Мой идеал женской красоты вырастал будто в заточении, в каком-то стесненном страдании. «Чистейшей прелести чистейший образец» таился даже не в мадоннах, крепких и гармонически развитых. Что-то хрупкое, совсем беззащитное влекло меня. Святая Инесса Риберы, мусатовские болезненные девы, блоковские видения — вот чему я поклонялся. Я понимал, что этот мой идеал никак не сходился с моей ограбленной душой, с моими здоровыми началами. Я был груб и жаден к наслаждениям. Во мне тоже жила неукротимая ненасытность. Но она то ли была придавлена, то ли не суждено ей было еще раскрыться. Как бы то ни было, а однажды я сделал вывод, что моя так называемая нравственная чистота — ложь. Меня скорее раздражало отсутствие во мне того быстрого и легкого влечения, какое, всегда бурлило в Эдварде. И радовало: не становлюсь я рабом своих страстей. У меня другое назначение. Я даже придумал теорию своеобразного переключения энергии.
Десять лет с детьми. Им, детям, я отдавал всё. И только поэтому что-то настоящее высеклось из моей души. Я знал и верил: оно пойдет расти буйными побегами. Мне казалось, что плотский мир только убивает духовные начала. Человек оказывается не способным творить. Микеланджело в своей жизни, думал я, лишь семь дней любил женщину, а потом, страстно любя, расстался с нею, сказав: «То, что мы ночью отдаем женщине, отнимаем днем у мрамора». Моим мрамором были дети. Я им отдавал свою любовь, свои слезы, свою веру, свои надежды. Приходили на ум педагогические аналоги. Признания нежного и искреннего швейцарца: «С утра до вечера я был среди них. Все хорошее для тела и духа шло к ним из моих рук… Моя рука лежала в их руке, мои глаза смотрели в их глаза. Мои слезы текли вместе с их слезами, и моя улыбка следовала за их улыбкой…» И Макаренко: десять лет без отпуска, без выходных. Без увлечений. Он был приуготовлен к великой любви. Он ждал эту любовь. А потому, может быть, все просто красивое отвергал. Как же мучилась рядом с ним «холеная», «фигурная», с ямочками на щечках прекрасная инспектриса Марья Кондратьевна Бокова: «Слушайте, вы, Диоген Семенович! — обращалась она к великому подвижнику. — Если вы сегодня не придете ко мне вечером, я вас буду считать просто невежливым человеком…» И замечание завхоза Калины Ивановича: «Фигурная женщина, ты знаешь, а даром здесь пропадает. Ты, Антон Семенович, не смотри на нее теорехтически. Она на тебя поглядаеть, как на человека, а ты, как грак, ходишь без внимания». — «Как тебе не стыдно! — отвечал ему Макаренко. Не хватает, чтобы и я романами занялся в колонии». — «Эх ты! — крякнул Калина Иванович, по-стариковски закуривая трубку. — В жизни ты в дурнях останешься, вот побачишь…»

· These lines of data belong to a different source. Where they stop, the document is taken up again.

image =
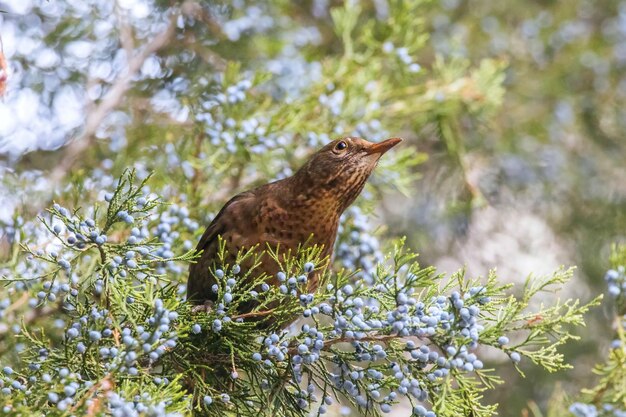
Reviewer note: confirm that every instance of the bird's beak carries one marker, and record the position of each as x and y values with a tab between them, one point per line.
383	146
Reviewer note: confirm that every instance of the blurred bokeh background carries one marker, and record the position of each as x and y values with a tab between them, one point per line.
517	110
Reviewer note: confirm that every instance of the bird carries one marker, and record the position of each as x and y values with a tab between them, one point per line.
286	214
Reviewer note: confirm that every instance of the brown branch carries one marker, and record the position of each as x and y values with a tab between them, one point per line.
111	100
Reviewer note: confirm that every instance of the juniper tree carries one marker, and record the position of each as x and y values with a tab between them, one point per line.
93	316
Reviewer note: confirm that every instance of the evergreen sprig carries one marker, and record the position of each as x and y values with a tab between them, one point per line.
125	333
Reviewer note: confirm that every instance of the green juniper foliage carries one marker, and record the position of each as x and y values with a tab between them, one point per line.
123	337
92	313
608	397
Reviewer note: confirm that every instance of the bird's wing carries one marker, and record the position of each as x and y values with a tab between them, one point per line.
199	281
218	226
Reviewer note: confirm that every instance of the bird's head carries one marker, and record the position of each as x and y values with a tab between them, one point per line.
341	168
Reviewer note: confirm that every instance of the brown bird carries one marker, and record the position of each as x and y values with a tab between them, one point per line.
304	208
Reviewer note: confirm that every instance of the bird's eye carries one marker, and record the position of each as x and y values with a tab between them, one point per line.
340	146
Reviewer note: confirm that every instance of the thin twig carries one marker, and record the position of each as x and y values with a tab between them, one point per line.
110	101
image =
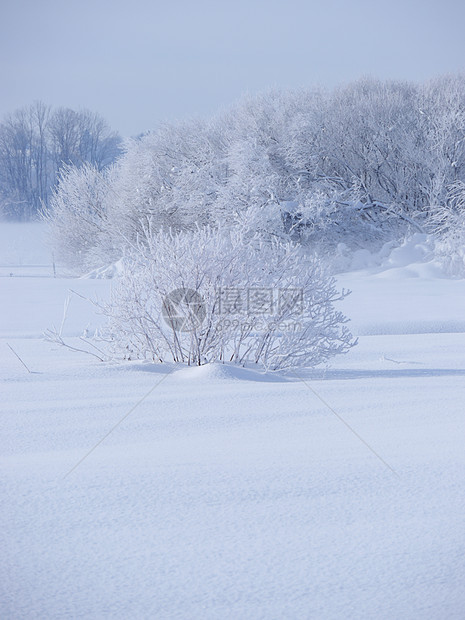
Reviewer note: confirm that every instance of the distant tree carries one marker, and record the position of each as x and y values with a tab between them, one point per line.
36	142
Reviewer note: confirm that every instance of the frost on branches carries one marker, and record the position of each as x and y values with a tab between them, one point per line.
212	296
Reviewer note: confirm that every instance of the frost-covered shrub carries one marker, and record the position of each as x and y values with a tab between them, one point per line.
449	225
209	295
79	228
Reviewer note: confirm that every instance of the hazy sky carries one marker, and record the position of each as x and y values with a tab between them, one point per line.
138	62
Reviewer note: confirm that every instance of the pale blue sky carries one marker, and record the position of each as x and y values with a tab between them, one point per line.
139	62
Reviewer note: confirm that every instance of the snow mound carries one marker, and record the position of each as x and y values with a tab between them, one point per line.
105	273
224	372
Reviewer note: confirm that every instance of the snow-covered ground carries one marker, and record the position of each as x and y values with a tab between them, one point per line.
217	492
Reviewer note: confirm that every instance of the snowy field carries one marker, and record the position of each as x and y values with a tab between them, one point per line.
223	493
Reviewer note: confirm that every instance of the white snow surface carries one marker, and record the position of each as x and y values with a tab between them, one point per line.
146	491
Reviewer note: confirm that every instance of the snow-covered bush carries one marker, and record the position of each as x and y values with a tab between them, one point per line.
79	228
210	295
449	226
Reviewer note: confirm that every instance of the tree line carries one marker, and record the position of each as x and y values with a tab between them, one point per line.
36	142
356	166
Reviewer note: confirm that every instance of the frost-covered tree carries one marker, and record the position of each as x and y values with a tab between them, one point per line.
78	217
359	166
211	295
35	142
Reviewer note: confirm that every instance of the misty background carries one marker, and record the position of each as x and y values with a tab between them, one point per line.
137	63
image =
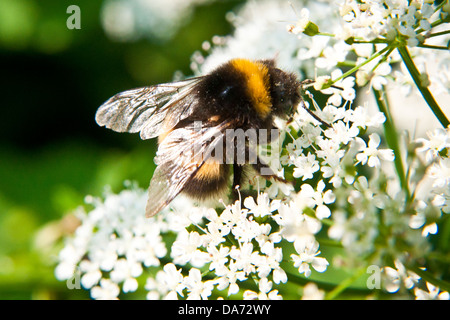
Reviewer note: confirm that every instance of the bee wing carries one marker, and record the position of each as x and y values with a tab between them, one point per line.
179	156
145	109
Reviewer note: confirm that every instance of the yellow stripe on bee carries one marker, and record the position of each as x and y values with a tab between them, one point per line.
257	77
209	170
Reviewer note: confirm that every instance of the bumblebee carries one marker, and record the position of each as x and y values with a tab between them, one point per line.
240	94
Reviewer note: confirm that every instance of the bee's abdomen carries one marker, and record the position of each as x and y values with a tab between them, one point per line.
209	181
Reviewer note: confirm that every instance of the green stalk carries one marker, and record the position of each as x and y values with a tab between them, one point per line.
443	285
391	135
374	56
345	284
415	74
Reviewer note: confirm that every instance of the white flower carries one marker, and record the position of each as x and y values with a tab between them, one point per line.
126	270
246	259
265	292
108	290
167	283
433	293
296	226
308	253
398	276
305	166
318	198
263	205
228	277
197	289
341	132
218	257
312	292
184	249
438	140
371	154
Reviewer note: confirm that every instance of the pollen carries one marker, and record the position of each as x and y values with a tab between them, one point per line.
257	78
209	170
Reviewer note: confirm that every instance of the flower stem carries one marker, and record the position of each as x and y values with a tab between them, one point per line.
415	74
391	135
345	284
443	285
356	68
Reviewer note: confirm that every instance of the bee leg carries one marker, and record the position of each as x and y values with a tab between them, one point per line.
267	173
237	178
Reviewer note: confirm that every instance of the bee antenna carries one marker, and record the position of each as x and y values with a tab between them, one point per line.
308	83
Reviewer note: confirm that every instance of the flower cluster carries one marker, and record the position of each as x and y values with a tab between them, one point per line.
363	194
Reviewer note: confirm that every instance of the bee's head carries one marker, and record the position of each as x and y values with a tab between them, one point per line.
285	92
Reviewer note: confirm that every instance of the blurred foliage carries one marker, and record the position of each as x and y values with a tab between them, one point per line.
52	153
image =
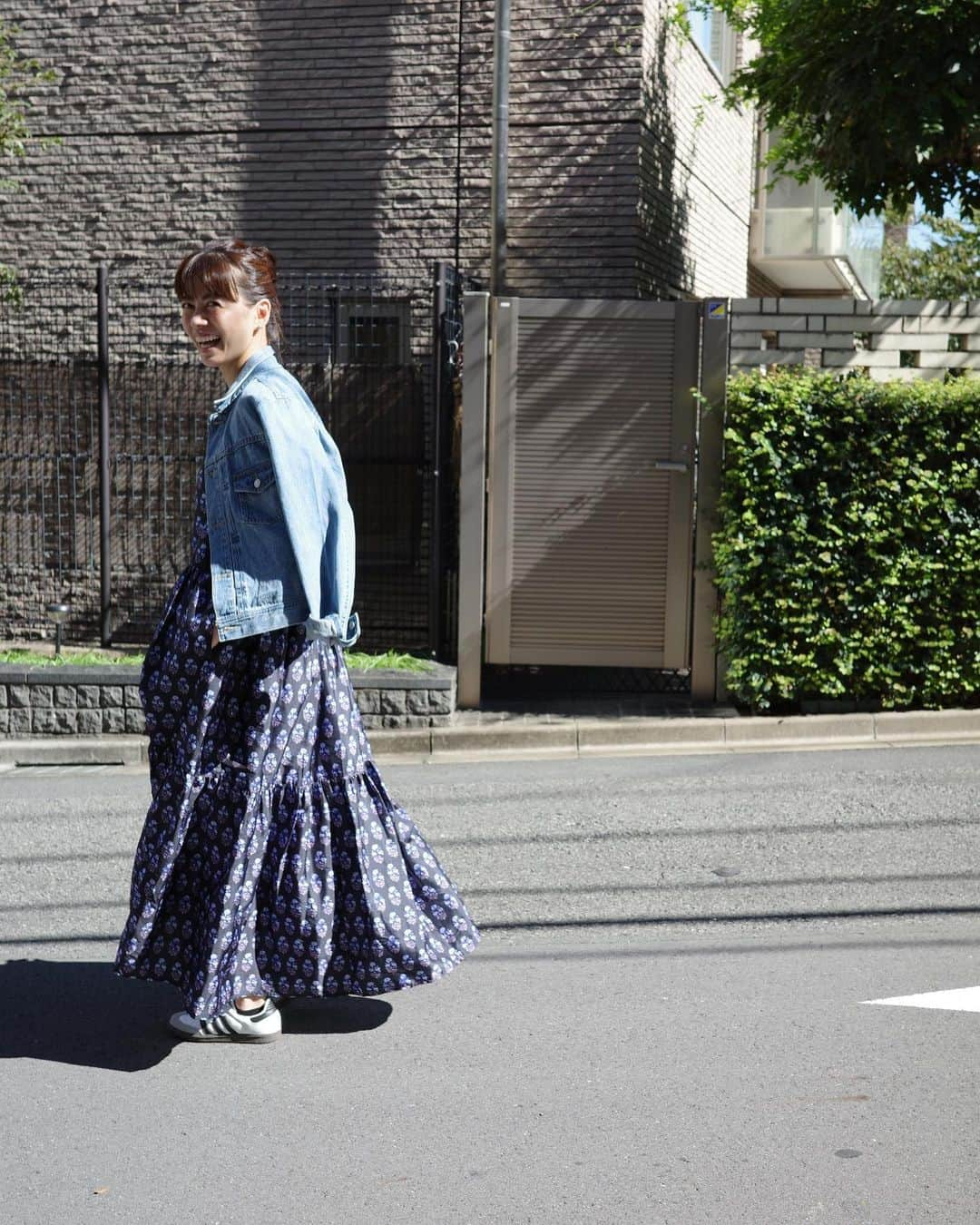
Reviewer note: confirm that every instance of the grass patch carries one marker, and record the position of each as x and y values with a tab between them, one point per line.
27	657
67	658
392	661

Меня восхищало это соединение разных начал в макаренковском облике!
А как жил великий Корчак?! Каким самоотречением была охвачена его душа, когда он вместе с детьми предпочел умереть — через огонь крематория пронес свою любовь к детям!
Великий Кособоков был слеплен из другого теста. На других дрожжах взросла его душа. Молва, однако, щадила его. И женщин щадила. И они, милые грации, в тот роковой час оказались рядом с ним. Рядом с буйствующей стихией:
— Я уйду! — кричал Кособоков. — Брошу все и уйду! Пусть горит оно синим пламенем.
— Ты не можешь бросить дело своей жизни, — сказала первая грация.
— А почему бы тебе не сделать перерыв? — обмолвилась вторая.
— И защитить диссертацию, и получить лабораторию — почему бы с этого конца не подойти к делу? — так подытожила третья грация.
Новоявленная примавера состоялась — Кособокое последовал совету прекрасной грации: бросил свое дело, ушел из прославленной школы. И через день он уже говорил, нестрадающий, бодрый, широкий, уверенный в себе:
— Я сделаю тысячи таких школ! Нужна система. Я ее создам. И дело надо ставить на государственные рельсы.
Вот с какой целью он, оставив школу, подался в Научное Ведомство!